Тем не менее друзья министра ощущали, что обстановка становится для него с каждым днем все труднее и труднее. Юный король подрастал и время от времени начинал проявлять свой самовластный характер, который позднее выразился в знаменитой фразе: «Государство — это я!» Два случая могли показать прозорливым людям ту степень силы воли, какой достиг Людовик XIV. Когда президент Немон прибыл с парламентской депутацией в Компьень, чтобы зачитать там представления Парламента и потребовать удалить Мазарини, король, покраснев от гнева, прервал оратора посреди его речи и, вырвав из его рук бумагу, заявил, что обсудит это дело в своем совете. Немон хотел было сделать какое-то замечание по поводу такого образа действий, но коронованный подросток, нахмурив брови, ответил ему, что действовал так, как должен действовать король. И депутация была вынуждена удалиться, не сумев добиться от него другого ответа.
Это был первый случай. А вот второй.
Было решено, что двор совершит торжественное вступление в Париж 21 октября; решение это приняли в отсутствие юного короля, и было намечено, что он поедет верхом возле кареты королевы, в окружении полка швейцарской гвардии и части армии.

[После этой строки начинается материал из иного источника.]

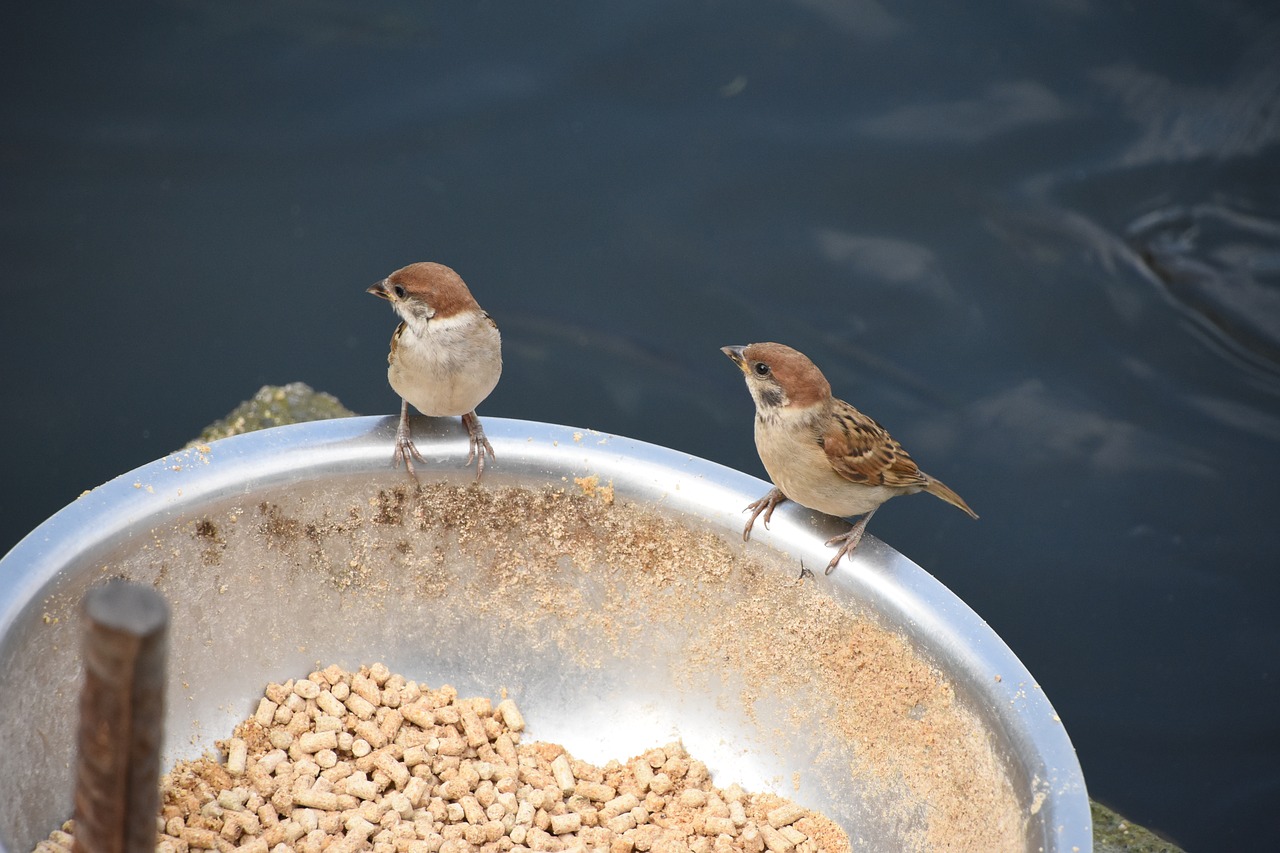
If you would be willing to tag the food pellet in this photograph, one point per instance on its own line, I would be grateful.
(347, 762)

Однако Людовик XIV, как его ни уговаривали, не пожелал согласиться с таким распорядком: он вознамерился въехать в Париж верхом во главе полка французской гвардии, возглавляя кортеж один. И действительно, он въехал в столицу именно так, при свете тысяч факелов, окруженный бесчисленными толпами народа, на который это охранение произвело впечатление, превзошедшее все ожидания. Во Франции благоразумнее всего быть храбрым.
Друзья кардинала де Реца советовали ему остерегаться этой воли юного короля, который, не получая наставлений от людей, брал уроки у событий, и в числе прочих свои опасения высказал и президент Бельевр, но кардинал де Рец ответил ему:
— В руках у меня два весла, которые не позволят моему кораблю пойти ко дну: это булава кардинала и посох парижского архиепископа!

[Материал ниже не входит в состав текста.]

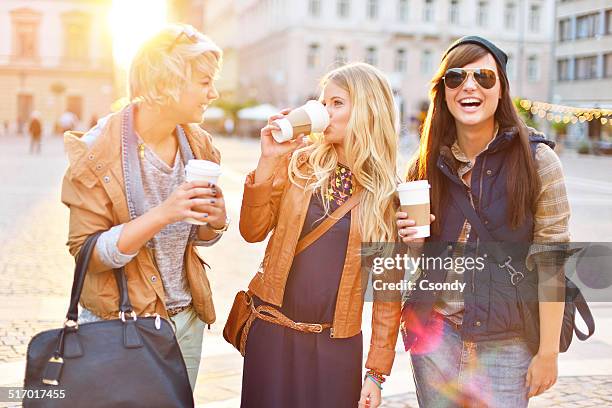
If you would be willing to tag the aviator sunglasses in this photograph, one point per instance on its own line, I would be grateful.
(455, 77)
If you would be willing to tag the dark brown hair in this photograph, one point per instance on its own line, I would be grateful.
(523, 185)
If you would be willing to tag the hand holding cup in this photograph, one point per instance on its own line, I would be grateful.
(414, 217)
(272, 149)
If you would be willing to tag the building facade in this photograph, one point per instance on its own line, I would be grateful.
(284, 47)
(55, 57)
(583, 61)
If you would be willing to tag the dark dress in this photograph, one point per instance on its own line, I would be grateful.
(287, 368)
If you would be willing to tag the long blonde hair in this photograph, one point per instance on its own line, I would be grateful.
(370, 144)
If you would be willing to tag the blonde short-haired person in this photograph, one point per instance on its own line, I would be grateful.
(127, 179)
(289, 193)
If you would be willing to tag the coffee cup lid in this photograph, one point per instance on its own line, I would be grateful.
(203, 166)
(318, 115)
(414, 185)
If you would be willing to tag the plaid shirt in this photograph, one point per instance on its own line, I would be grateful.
(551, 220)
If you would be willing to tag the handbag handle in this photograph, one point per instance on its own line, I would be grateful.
(80, 270)
(327, 223)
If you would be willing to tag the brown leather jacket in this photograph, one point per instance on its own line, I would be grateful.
(93, 189)
(280, 206)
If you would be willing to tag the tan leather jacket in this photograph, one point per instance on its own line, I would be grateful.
(93, 190)
(280, 206)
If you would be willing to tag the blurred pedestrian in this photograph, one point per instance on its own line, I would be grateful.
(35, 129)
(93, 121)
(67, 121)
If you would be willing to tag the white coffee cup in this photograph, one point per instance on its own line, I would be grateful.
(414, 200)
(201, 170)
(311, 117)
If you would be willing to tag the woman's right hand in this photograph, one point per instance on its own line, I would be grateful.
(180, 204)
(270, 148)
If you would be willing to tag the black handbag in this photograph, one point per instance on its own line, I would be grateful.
(527, 290)
(127, 362)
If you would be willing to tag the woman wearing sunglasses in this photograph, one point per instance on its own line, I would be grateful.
(127, 178)
(468, 348)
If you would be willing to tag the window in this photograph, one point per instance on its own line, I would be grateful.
(344, 8)
(77, 41)
(402, 10)
(428, 11)
(586, 67)
(534, 18)
(372, 10)
(371, 57)
(586, 26)
(400, 60)
(533, 69)
(426, 62)
(312, 59)
(26, 40)
(483, 13)
(563, 70)
(453, 12)
(510, 70)
(510, 16)
(565, 29)
(314, 8)
(608, 65)
(341, 55)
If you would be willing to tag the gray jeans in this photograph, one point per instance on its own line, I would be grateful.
(189, 330)
(449, 372)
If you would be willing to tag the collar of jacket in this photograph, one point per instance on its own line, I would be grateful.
(93, 157)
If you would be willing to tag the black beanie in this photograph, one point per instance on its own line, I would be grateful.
(499, 55)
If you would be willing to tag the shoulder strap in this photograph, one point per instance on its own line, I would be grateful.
(327, 223)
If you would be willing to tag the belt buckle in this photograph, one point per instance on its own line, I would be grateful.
(315, 327)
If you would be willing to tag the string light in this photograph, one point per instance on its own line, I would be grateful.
(566, 114)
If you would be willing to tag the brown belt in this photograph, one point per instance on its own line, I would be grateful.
(273, 315)
(176, 310)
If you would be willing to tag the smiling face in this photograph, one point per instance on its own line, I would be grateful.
(337, 101)
(195, 98)
(471, 104)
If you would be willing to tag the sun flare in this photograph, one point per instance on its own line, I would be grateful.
(131, 22)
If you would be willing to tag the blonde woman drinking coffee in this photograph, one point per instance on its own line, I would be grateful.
(312, 356)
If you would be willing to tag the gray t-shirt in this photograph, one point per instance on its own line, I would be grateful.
(159, 181)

Даже народ, казалось, предупреждал кардинала де Реца об опасности, которая ему угрожала, ибо, когда он присутствовал на представлении трагедии «Никомед» и актер произнес стих, содержащийся в первой сцене первого акта:
весь партер повернулся в сторону новоиспеченного кардинала, применяя к нему это высказывание; тем самым его призывали извлечь из этого урок.

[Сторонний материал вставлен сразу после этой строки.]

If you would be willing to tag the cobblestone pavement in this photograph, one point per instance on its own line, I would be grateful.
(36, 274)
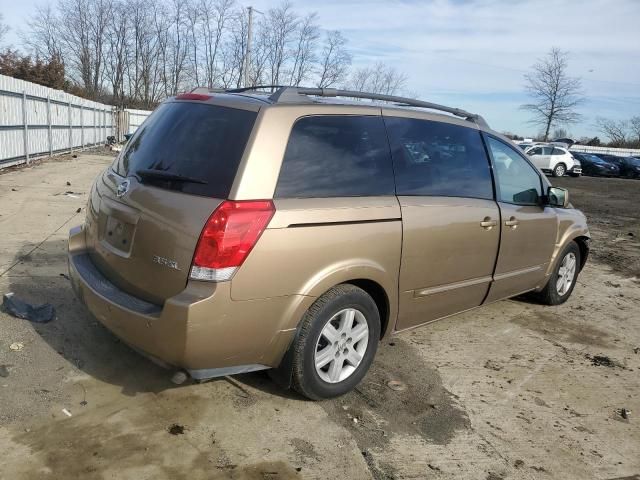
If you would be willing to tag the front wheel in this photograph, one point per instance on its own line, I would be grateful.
(563, 279)
(560, 170)
(336, 343)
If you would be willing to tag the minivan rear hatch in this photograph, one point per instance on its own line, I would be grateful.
(146, 212)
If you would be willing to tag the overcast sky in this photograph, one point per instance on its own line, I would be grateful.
(473, 53)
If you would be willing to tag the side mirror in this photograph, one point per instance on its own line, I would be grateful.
(558, 197)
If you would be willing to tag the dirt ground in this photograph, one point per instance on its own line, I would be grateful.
(514, 390)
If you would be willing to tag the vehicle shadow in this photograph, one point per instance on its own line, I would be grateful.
(40, 276)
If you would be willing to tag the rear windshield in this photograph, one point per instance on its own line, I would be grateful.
(202, 143)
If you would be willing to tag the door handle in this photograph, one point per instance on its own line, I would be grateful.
(513, 222)
(488, 223)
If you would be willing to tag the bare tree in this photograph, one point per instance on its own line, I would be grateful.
(43, 35)
(215, 15)
(140, 51)
(281, 25)
(555, 95)
(616, 130)
(634, 126)
(335, 60)
(4, 28)
(380, 78)
(304, 54)
(117, 57)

Мало того, принцесса Пфальцская, присоединившаяся ко двору, но сохранившая к Гонди тот интерес, какой всегда внушает выдающийся ум, приехала к нему и призывала его бежать, говоря, что уже решено удалить его во что бы то ни стало, даже ценой его жизни; но кардинал де Рец не захотел поверить принцессе, как он не пожелал поверить ни президенту Бельевру, ни голосу народа, который он сам во времена своего процветания называл гласом Божьим.